Responsible data sharing in clinical research can enhance the transparency and reproducibility of research evidence, thereby increasing the overall value of research. Since 2024, more than 5,000 journals have adhered to the International Committee of Medical Journal Editors (ICMJE) Data Sharing Statement (DSS) to promote data sharing. However, due to the significant effort required for data sharing and the scarcity of academic rewards, data availability in clinical research remains suboptimal. This study aims to explore the impact of biomedical journal policies and available supporting information on the implementation of data availability in clinical research publications This cross-sectional study will select 303 journals and their latest publications as samples from the biomedical journals listed in the Web of Science Journal Citation Reports based on stratified random sampling according to the 2023 Journal Impact Factor (JIF). Two researchers will independently extract journal data-sharing policies from the submission guidelines of eligible journals and data-sharing details from publications using a pre-designed form from Apr 2025 to Dec 2025. The data sharing levels of publications will be based on the openness of the data-sharing mechanism. Binomial logistic regression analyses will be used to identify potential journal factors that affect publication data-sharing levels. This protocol has been registered in Open Science Framework (OSF) Registries: https://doi.org/10.17605/OSF.IO/EX6DV.

Introduction

Responsible sharing of data from clinical trials can increase the transparency of study evidence, provide opportunities for researchers to strengthen their study designs, validate study findings, and generate new key findings through the synthesis of data sharing, which maximizes scientific knowledge for researchers and participants in clinical trials [1]. However, data sharing in clinical research publications is unsatisfactory, with a prevalence of actual data sharing of only 2% between 2016 and 2021 [2]. The absence and opacity of large amounts of clinical trial data may be detrimental to developing more efficient and effective public health service [3]. Therefore, an increasing number of biomedical scientists and stakeholders advocated for data sharing policy [46].
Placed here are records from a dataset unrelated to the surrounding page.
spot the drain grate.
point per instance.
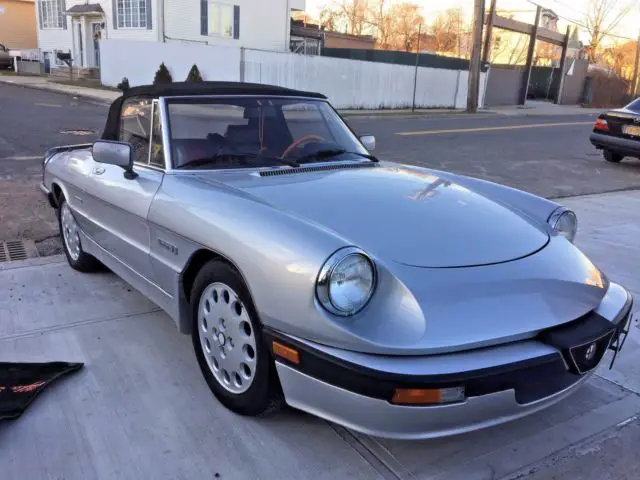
(78, 131)
(13, 250)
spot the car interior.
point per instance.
(265, 132)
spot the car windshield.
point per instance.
(257, 132)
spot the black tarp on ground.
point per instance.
(20, 384)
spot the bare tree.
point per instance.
(406, 25)
(382, 24)
(347, 16)
(447, 31)
(329, 18)
(602, 18)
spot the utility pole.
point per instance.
(563, 63)
(473, 88)
(486, 52)
(415, 74)
(634, 85)
(532, 50)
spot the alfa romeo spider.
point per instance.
(398, 301)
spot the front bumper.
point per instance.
(621, 145)
(501, 383)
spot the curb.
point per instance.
(33, 262)
(46, 88)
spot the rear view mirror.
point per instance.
(369, 142)
(119, 154)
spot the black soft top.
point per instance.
(200, 88)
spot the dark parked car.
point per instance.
(617, 132)
(6, 60)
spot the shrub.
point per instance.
(124, 84)
(194, 75)
(163, 75)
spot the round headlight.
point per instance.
(564, 222)
(346, 282)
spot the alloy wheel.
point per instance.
(227, 338)
(70, 232)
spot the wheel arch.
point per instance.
(187, 277)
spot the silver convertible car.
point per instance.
(397, 301)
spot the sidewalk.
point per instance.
(44, 83)
(140, 409)
(533, 108)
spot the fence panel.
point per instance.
(349, 84)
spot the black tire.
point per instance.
(84, 262)
(264, 395)
(612, 157)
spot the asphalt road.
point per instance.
(549, 156)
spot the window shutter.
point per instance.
(236, 21)
(40, 15)
(114, 8)
(204, 17)
(149, 16)
(62, 5)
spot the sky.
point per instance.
(571, 9)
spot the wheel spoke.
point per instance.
(227, 337)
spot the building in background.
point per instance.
(311, 38)
(18, 24)
(77, 26)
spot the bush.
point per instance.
(124, 84)
(163, 75)
(194, 75)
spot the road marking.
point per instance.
(32, 157)
(489, 129)
(48, 105)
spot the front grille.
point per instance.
(293, 171)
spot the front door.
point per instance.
(117, 206)
(96, 31)
(78, 32)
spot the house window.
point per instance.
(221, 19)
(132, 13)
(51, 14)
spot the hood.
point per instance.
(401, 214)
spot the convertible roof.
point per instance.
(194, 88)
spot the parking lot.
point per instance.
(140, 409)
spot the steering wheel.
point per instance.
(300, 142)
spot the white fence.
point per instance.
(347, 83)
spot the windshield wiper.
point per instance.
(198, 162)
(332, 152)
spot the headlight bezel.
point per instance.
(323, 281)
(557, 215)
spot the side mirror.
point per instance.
(119, 154)
(369, 142)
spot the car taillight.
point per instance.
(601, 124)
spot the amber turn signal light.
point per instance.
(601, 124)
(428, 396)
(285, 352)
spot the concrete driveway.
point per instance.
(140, 409)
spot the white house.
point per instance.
(76, 26)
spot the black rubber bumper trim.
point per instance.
(614, 143)
(531, 379)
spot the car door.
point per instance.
(119, 205)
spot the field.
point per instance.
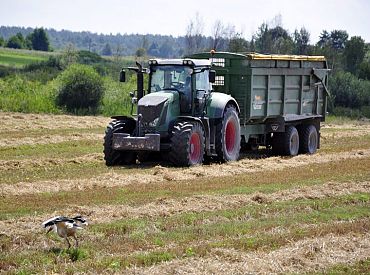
(262, 214)
(20, 58)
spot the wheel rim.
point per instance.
(230, 136)
(312, 143)
(195, 148)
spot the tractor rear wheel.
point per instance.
(228, 136)
(187, 144)
(308, 139)
(116, 157)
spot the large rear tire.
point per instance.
(228, 136)
(286, 143)
(308, 139)
(187, 144)
(115, 157)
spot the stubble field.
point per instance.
(261, 214)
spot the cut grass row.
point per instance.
(176, 237)
(138, 194)
(73, 149)
(20, 58)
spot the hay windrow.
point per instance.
(308, 255)
(195, 204)
(47, 139)
(23, 122)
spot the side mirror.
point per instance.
(122, 76)
(212, 76)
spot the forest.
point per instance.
(348, 56)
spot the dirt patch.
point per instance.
(196, 204)
(160, 174)
(314, 254)
(48, 139)
(19, 121)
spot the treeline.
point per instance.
(348, 57)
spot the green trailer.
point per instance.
(281, 97)
(212, 105)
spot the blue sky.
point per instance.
(172, 17)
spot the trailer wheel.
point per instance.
(228, 136)
(187, 141)
(116, 157)
(308, 139)
(286, 143)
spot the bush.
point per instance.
(116, 100)
(81, 90)
(20, 95)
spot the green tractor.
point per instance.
(180, 117)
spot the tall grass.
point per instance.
(19, 58)
(116, 100)
(21, 95)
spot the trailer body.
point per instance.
(272, 91)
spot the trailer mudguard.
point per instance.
(217, 102)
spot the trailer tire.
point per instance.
(228, 136)
(286, 143)
(116, 157)
(308, 139)
(187, 144)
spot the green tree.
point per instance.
(354, 53)
(107, 50)
(81, 89)
(301, 40)
(238, 44)
(364, 70)
(275, 40)
(140, 52)
(39, 40)
(16, 42)
(332, 46)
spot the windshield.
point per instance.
(170, 78)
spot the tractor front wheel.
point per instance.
(228, 136)
(115, 157)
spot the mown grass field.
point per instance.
(19, 58)
(262, 214)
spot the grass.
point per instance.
(145, 224)
(198, 239)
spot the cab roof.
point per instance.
(180, 62)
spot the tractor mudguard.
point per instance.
(217, 103)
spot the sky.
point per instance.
(172, 17)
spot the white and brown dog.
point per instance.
(65, 227)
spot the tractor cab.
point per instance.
(179, 116)
(190, 79)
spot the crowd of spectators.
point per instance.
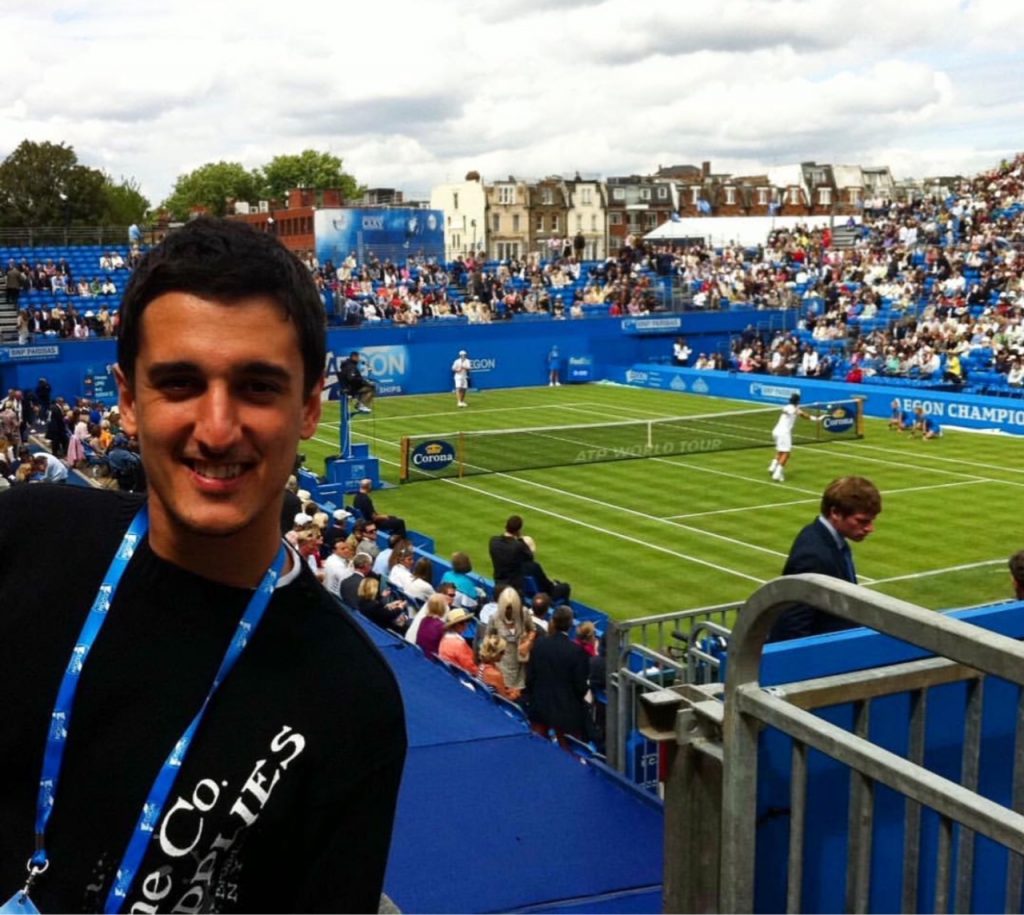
(924, 278)
(930, 288)
(493, 635)
(42, 439)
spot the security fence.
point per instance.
(896, 786)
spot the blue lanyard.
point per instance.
(60, 719)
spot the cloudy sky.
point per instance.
(415, 92)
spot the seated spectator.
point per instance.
(349, 592)
(453, 647)
(492, 651)
(446, 592)
(431, 628)
(400, 571)
(541, 608)
(1015, 377)
(365, 504)
(338, 566)
(468, 594)
(515, 625)
(390, 615)
(587, 638)
(382, 565)
(307, 542)
(336, 529)
(364, 538)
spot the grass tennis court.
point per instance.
(658, 534)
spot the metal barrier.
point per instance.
(713, 781)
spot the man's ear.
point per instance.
(126, 401)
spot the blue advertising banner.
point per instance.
(26, 353)
(581, 368)
(652, 324)
(393, 233)
(387, 366)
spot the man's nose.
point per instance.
(217, 426)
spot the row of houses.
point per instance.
(516, 216)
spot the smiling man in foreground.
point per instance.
(190, 723)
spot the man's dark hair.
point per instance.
(561, 619)
(225, 260)
(541, 605)
(848, 495)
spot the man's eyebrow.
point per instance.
(159, 371)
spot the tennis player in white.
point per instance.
(460, 369)
(782, 433)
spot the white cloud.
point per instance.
(412, 93)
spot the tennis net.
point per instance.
(502, 450)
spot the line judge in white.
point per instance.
(782, 433)
(460, 371)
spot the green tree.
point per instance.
(307, 169)
(211, 186)
(45, 184)
(124, 203)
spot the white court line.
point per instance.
(804, 502)
(610, 533)
(938, 470)
(1009, 470)
(644, 515)
(961, 568)
(622, 536)
(453, 412)
(762, 481)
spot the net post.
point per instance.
(403, 461)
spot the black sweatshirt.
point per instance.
(286, 799)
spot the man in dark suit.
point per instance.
(556, 681)
(849, 508)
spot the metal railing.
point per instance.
(647, 654)
(713, 779)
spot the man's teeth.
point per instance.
(218, 471)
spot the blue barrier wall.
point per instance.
(947, 407)
(827, 793)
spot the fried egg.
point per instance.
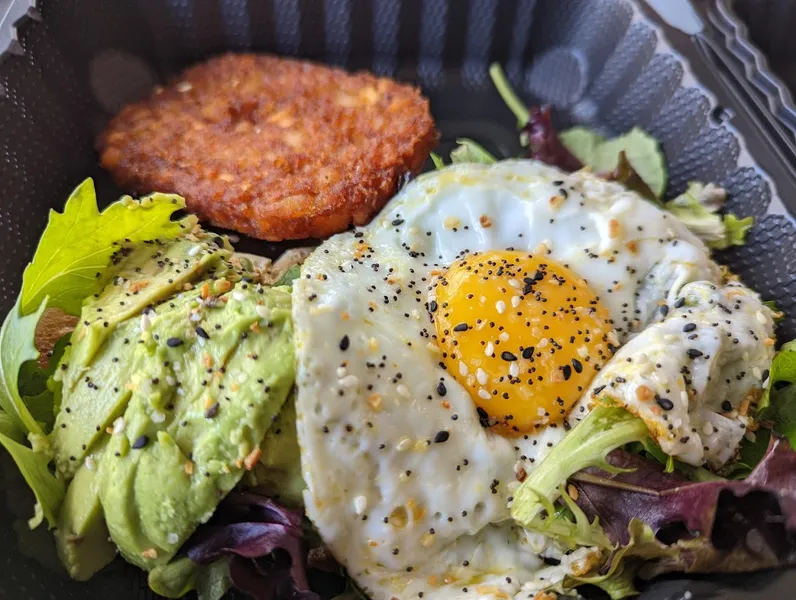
(442, 352)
However, promoting data sharing is challenging and fraught with technical, motivational, economic, political, legal, and ethical barriers [3]. Specifically, while a standard de-identification process can reduce the risk of patient information being re-identified [7], the lack of regulation of shared data use can lead to concerns about inappropriate reuse and re-identification [8,9]. Secondly, due to the chronic lack of resources in clinical practice (e.g., time, staff, funding), researchers prioritize publishing study results over sharing data [10], as academic publications rather than data ownership represent scientific productivity and capability for authors [11]. Finally, the author’s concerns about losing the advantages of secondary publication, unwarranted questions about the authenticity and integrity of shared data [12], and the lack of a simple, uniform, and efficient data-sharing process hinder data sharing in clinical research [13].

Current measures to promote data sharing include emphasizing data authorship [14], funding data-sharing platforms (e.g., data repositories, online sharing platforms) [15], and journal data-sharing requirements [16]. However, the contribution of data authors is insufficiently recognized, and data authorship is rarely rewarded with academic recognition and rewards [17,18]. Funding for data repositories does not directly incentivize researchers to share data. Under publication pressure, journal data-sharing requirements seem to be a coin step in promoting data sharing [19].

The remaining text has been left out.